Photo courtesy: National Cattlemen’s Beef Association
Q: Can you explain NCBA’s increased negotiated cash trade policy that was voted on at their summer meeting (July 27-30, 2020) in Denver ?
Two fed cattle policies were proposed at the meeting last week.
One of these policies was led by a northern coalition made up of Iowa, Nebraska, Missouri, and one of the Texas Cattlemen’s groups representing the cow calf producers in that state. There was about twenty-five or twenty-six states that had signed onto this northern fed cattle policy. This policy stated that NCBA would support a regulatory or legislative solution to increase the number of negotiated cash trade up to a robust number established by research supported and funded by NCBA.

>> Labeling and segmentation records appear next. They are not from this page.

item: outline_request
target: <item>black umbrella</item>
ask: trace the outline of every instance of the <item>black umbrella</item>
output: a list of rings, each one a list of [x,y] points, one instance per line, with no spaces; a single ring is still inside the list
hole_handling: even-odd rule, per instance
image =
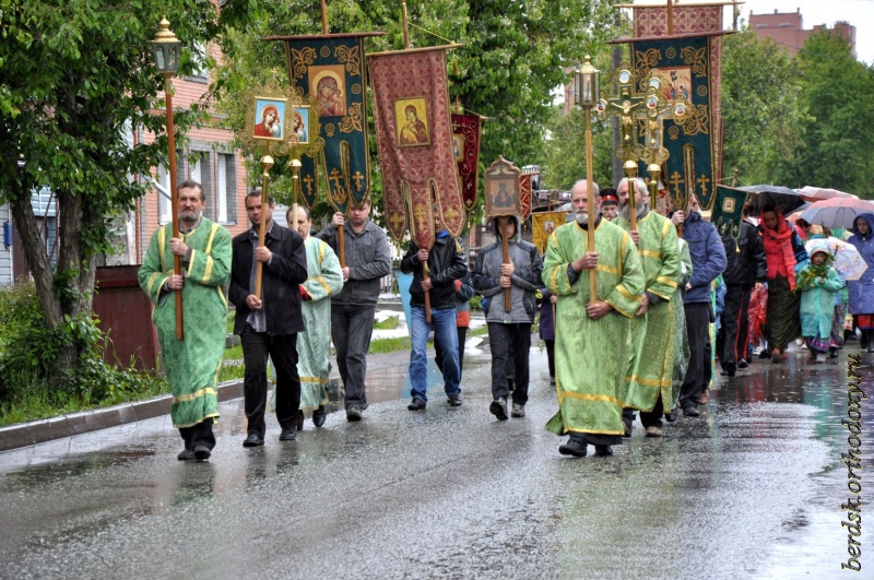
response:
[[[794,189],[782,186],[746,186],[737,189],[749,191],[751,213],[760,214],[766,205],[775,205],[783,215],[789,215],[794,210],[804,205],[804,199]]]

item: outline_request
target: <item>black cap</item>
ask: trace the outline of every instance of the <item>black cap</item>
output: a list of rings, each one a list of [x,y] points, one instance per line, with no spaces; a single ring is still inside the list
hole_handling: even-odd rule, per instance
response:
[[[616,190],[612,187],[605,187],[601,190],[601,205],[612,203],[614,205],[619,204],[619,197],[616,193]]]

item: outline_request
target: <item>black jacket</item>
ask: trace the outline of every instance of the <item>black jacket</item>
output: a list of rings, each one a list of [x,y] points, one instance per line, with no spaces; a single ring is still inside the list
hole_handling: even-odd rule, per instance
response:
[[[264,237],[264,246],[273,252],[270,264],[263,265],[261,299],[264,303],[267,333],[270,335],[303,332],[304,317],[300,312],[300,284],[307,281],[307,250],[300,234],[273,223]],[[231,261],[231,289],[228,297],[237,313],[234,318],[234,334],[239,334],[249,318],[246,298],[255,293],[249,287],[255,250],[247,229],[232,241],[234,257]]]
[[[746,220],[741,222],[741,235],[735,240],[731,234],[722,238],[725,258],[729,261],[722,281],[727,286],[752,288],[756,282],[768,280],[768,262],[756,226]]]
[[[411,241],[406,253],[401,260],[401,272],[413,273],[413,283],[410,285],[410,304],[425,306],[425,292],[422,289],[422,262],[416,255],[418,246]],[[428,272],[434,287],[430,289],[430,307],[434,309],[456,307],[456,280],[461,280],[468,272],[464,263],[464,252],[452,236],[444,236],[434,241],[434,247],[428,250]]]

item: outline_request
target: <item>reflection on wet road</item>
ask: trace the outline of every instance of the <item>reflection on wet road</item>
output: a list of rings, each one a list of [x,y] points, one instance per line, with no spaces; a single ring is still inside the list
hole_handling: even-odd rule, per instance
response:
[[[523,419],[488,413],[487,352],[465,356],[463,406],[446,404],[432,364],[427,411],[406,411],[401,354],[370,362],[363,422],[331,413],[294,443],[276,440],[272,419],[267,445],[244,449],[238,400],[222,405],[209,463],[176,461],[166,417],[2,453],[0,577],[840,573],[845,355],[816,367],[801,353],[757,360],[719,377],[700,418],[681,417],[662,439],[638,423],[613,458],[579,460],[543,429],[554,392],[545,351],[531,359]],[[873,538],[863,526],[863,575]]]

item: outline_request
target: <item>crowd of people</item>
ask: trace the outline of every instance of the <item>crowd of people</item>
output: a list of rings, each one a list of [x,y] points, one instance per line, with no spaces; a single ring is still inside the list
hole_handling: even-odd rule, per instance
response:
[[[587,211],[590,189],[594,223]],[[244,353],[245,447],[264,445],[268,357],[276,370],[281,441],[296,439],[305,412],[312,413],[316,427],[323,425],[331,343],[346,419],[361,421],[380,279],[391,271],[388,239],[369,220],[369,200],[352,205],[347,218],[335,213],[314,236],[306,208],[288,211],[286,228],[273,221],[272,198],[262,203],[261,191],[253,190],[246,198],[251,227],[232,239],[203,217],[199,184],[185,181],[178,194],[179,237],[173,237],[172,224],[156,230],[140,270],[140,285],[155,306],[173,424],[185,443],[178,459],[206,460],[215,446],[227,300],[235,307],[234,333]],[[597,455],[612,454],[613,446],[630,437],[638,413],[647,437],[663,436],[663,422],[676,421],[681,412],[699,416],[716,359],[722,374],[733,377],[749,366],[759,340],[767,344],[760,353],[777,364],[787,360],[789,344],[799,338],[817,363],[837,356],[848,307],[862,347],[874,352],[874,276],[848,282],[834,267],[828,232],[800,232],[779,209],[766,205],[758,224],[747,217],[737,238],[720,238],[694,198],[688,210],[661,215],[650,208],[641,179],[623,179],[603,192],[597,184],[578,181],[568,221],[552,233],[543,255],[522,240],[519,216],[495,217],[496,241],[479,252],[472,268],[461,241],[437,220],[435,244],[420,248],[411,241],[401,260],[401,270],[413,274],[408,409],[427,407],[432,331],[447,403],[462,405],[474,293],[483,296],[488,329],[489,412],[498,421],[525,416],[539,311],[558,410],[546,428],[568,436],[558,451],[571,457],[584,457],[590,445]],[[807,248],[802,236],[812,238]],[[859,216],[848,244],[870,268],[873,237],[874,215]],[[174,274],[176,257],[182,275]],[[184,340],[176,335],[177,295]]]

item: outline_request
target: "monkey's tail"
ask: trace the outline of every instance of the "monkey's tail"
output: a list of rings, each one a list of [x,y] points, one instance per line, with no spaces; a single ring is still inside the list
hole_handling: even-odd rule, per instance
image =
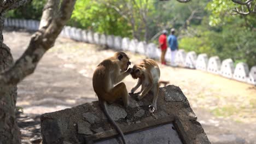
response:
[[[105,115],[108,117],[108,120],[109,120],[109,121],[110,121],[110,122],[113,124],[113,125],[114,125],[114,127],[115,127],[115,129],[117,129],[118,132],[120,135],[121,138],[123,141],[123,143],[124,143],[124,144],[126,144],[126,142],[125,141],[125,140],[124,139],[124,133],[123,133],[123,131],[120,128],[119,126],[118,126],[117,124],[115,122],[115,121],[113,120],[113,119],[110,116],[109,113],[108,113],[108,111],[107,109],[107,102],[106,101],[103,101],[103,105],[104,105],[103,110],[104,110],[104,112],[105,113]]]
[[[162,83],[162,84],[164,84],[164,85],[165,85],[165,86],[166,86],[168,83],[169,83],[169,82],[167,81],[159,81],[158,82],[158,83],[159,83],[159,85],[161,83]]]

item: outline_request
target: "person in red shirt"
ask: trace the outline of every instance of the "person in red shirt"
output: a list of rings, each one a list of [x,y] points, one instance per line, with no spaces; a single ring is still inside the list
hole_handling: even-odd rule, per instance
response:
[[[162,34],[159,37],[159,48],[161,48],[161,62],[162,64],[166,64],[166,62],[165,59],[165,53],[166,53],[167,50],[167,40],[166,35],[167,34],[167,31],[166,30],[162,31]]]

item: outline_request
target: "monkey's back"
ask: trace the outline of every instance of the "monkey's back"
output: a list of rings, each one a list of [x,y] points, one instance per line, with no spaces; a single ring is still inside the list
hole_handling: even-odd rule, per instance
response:
[[[145,59],[141,63],[140,66],[145,68],[151,74],[153,82],[157,83],[159,81],[160,71],[156,62],[152,59]]]
[[[98,98],[101,98],[111,88],[110,69],[114,64],[110,59],[105,59],[100,63],[92,76],[92,86]]]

The second policy had similar wording to the northern policy, but was absent of anything that would allow for any kind of regulatory or legislative mandate. It was completely voluntarily based and essentially had no teeth; no backing to really cause negotiated cash trade to increase.

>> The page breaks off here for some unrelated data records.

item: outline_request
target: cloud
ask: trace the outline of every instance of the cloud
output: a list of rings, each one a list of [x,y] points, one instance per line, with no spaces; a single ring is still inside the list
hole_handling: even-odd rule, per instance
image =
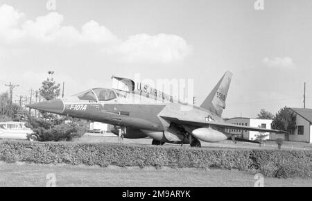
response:
[[[78,29],[63,26],[64,16],[55,12],[34,20],[21,21],[24,18],[24,14],[12,6],[0,6],[0,43],[43,44],[62,48],[91,44],[104,54],[115,55],[116,60],[126,62],[180,62],[192,52],[192,47],[175,35],[142,33],[122,40],[94,20]]]
[[[270,67],[292,68],[295,67],[293,59],[288,57],[285,58],[265,58],[263,63]]]
[[[159,61],[168,63],[183,60],[191,53],[192,48],[177,35],[138,34],[130,36],[112,51],[122,54],[128,62]]]

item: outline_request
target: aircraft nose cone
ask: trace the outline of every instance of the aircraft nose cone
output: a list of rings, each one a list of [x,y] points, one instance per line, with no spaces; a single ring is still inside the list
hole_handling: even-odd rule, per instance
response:
[[[62,114],[64,110],[64,102],[60,99],[35,103],[28,105],[26,107],[31,109],[56,114]]]

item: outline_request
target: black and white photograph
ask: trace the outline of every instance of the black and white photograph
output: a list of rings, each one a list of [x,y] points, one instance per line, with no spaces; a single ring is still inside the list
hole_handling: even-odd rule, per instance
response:
[[[311,1],[0,0],[0,187],[311,186]]]

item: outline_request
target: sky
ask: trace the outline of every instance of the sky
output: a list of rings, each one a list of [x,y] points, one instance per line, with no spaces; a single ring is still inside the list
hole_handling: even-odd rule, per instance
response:
[[[0,92],[48,71],[65,96],[139,74],[193,80],[200,105],[230,71],[223,117],[302,107],[304,82],[312,108],[312,1],[258,1],[0,0]]]

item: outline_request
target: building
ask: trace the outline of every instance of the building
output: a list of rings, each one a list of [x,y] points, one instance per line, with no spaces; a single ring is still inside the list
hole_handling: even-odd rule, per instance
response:
[[[267,129],[271,129],[271,123],[272,123],[271,119],[258,119],[245,117],[232,118],[226,120],[225,121],[229,123],[239,125],[250,126],[256,128],[259,127]],[[236,129],[226,129],[225,131],[231,134],[235,134],[238,135],[239,137],[250,140],[255,140],[257,139],[257,136],[259,134],[259,132],[257,131],[242,130]],[[269,132],[266,132],[263,133],[263,134],[267,135],[266,137],[263,139],[263,140],[268,140],[268,139],[275,140],[277,138],[284,139],[284,134],[277,134]]]
[[[290,109],[296,114],[296,128],[289,140],[312,143],[312,109]]]

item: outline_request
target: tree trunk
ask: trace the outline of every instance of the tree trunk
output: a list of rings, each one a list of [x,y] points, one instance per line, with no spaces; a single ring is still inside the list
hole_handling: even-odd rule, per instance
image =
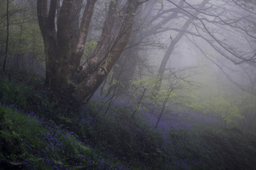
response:
[[[78,2],[63,0],[60,5],[59,0],[51,0],[48,10],[47,0],[37,0],[37,17],[46,54],[45,85],[53,91],[53,101],[57,105],[63,95],[74,96],[80,103],[93,94],[126,45],[137,9],[144,3],[126,0],[119,4],[118,0],[111,1],[97,46],[78,69],[96,0],[87,1],[80,28],[77,20],[75,27],[70,28],[71,19],[76,17],[72,10],[77,9],[79,12]],[[77,38],[72,37],[71,33],[77,30]],[[78,78],[77,84],[72,81],[74,75]]]

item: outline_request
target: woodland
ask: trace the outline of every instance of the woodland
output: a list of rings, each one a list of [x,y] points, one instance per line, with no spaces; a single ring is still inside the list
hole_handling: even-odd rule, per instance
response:
[[[255,169],[255,0],[0,0],[0,169]]]

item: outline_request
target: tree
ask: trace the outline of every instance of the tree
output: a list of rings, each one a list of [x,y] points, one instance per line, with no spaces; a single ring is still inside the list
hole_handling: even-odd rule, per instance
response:
[[[52,90],[53,102],[62,95],[75,95],[78,102],[93,95],[124,50],[130,36],[138,8],[148,0],[110,1],[97,45],[81,66],[96,0],[87,1],[74,49],[69,26],[72,6],[78,0],[37,0],[37,16],[46,54],[45,85]],[[59,8],[60,10],[58,10]],[[72,28],[74,29],[74,28]]]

Q: What defines a robust market?
Dr. Stephen Koontz of Colorado State University, a respected economist within NCBA, has done research that has produced different numbers by region that show what each region needs in order to achieve robust price discovery. This robust number could theoretically change with updated research. Koontzs’ research is at best four years old and some of it up to fifteen to eighteen years old. NCBA needs to continue their research to truly determine what fair, robust pricing is across the different regions.

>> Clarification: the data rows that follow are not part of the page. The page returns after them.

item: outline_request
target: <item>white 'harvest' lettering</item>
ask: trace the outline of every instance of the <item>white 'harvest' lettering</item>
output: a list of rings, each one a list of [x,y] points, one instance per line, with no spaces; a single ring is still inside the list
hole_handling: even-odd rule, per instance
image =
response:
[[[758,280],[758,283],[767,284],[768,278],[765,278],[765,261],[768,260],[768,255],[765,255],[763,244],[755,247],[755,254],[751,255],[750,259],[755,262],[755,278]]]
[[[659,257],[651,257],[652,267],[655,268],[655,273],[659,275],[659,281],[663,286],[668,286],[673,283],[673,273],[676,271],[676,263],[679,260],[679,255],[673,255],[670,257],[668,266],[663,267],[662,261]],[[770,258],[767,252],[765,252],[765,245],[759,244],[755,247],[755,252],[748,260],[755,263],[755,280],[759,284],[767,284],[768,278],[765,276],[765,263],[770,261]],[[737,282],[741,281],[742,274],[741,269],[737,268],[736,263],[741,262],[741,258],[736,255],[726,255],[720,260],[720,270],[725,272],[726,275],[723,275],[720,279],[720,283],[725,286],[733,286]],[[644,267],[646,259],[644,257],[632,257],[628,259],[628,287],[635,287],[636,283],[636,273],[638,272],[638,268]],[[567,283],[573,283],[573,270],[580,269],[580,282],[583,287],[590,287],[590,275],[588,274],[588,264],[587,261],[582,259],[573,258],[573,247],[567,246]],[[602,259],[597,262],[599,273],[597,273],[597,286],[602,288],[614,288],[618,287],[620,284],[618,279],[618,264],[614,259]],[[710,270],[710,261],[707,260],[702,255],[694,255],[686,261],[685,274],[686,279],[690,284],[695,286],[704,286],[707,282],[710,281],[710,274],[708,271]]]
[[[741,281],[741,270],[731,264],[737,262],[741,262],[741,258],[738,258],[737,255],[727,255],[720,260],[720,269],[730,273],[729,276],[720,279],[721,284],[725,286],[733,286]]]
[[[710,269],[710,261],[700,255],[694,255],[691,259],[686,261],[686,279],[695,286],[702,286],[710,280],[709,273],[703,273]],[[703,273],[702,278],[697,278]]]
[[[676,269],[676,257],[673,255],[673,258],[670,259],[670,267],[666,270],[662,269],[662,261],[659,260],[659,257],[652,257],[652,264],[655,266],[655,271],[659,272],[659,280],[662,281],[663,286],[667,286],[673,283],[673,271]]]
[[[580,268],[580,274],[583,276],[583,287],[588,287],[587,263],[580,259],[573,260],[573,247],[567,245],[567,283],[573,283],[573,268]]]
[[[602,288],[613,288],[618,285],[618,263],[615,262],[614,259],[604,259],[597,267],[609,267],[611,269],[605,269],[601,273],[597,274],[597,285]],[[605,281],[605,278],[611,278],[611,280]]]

Q: Do you think the market will correct itself in the next 90 days, or do you think that we will end up needing a legislative or regulatory mandate?
In my own opinion, I don’t think Texas and Kansas, where we see a definite lack of negotiated cash trade, will be able to voluntarily move those numbers to achieve robust pricing. Their system has evolved into a vertically integrated system entrenched with formula cattle; going forward it will be difficult for producers in that area to move away from this system.
Q: If the market does end up correcting itself in the next 90 days, and as time goes on we slowly work back to where we are today with minimal negotiated cash trade, how will the NCBA policy handle that kind of situation?
If we are able to achieve robust price discovery, but then we see these numbers decrease below what they should be, NCBA will step up to the plate and address the situation by again giving regions a set amount of time to increase those numbers. If that doesn’t work, a regulatory or legislative solution will be sought out.
Q: Is there anything else you’d like to touch on regarding NCBA’s summer meetings?
As producers, we need to decide whether or not we’re going to be part of the solution or problem when it comes to these issues facing our cattle industry. Folks need to get involved.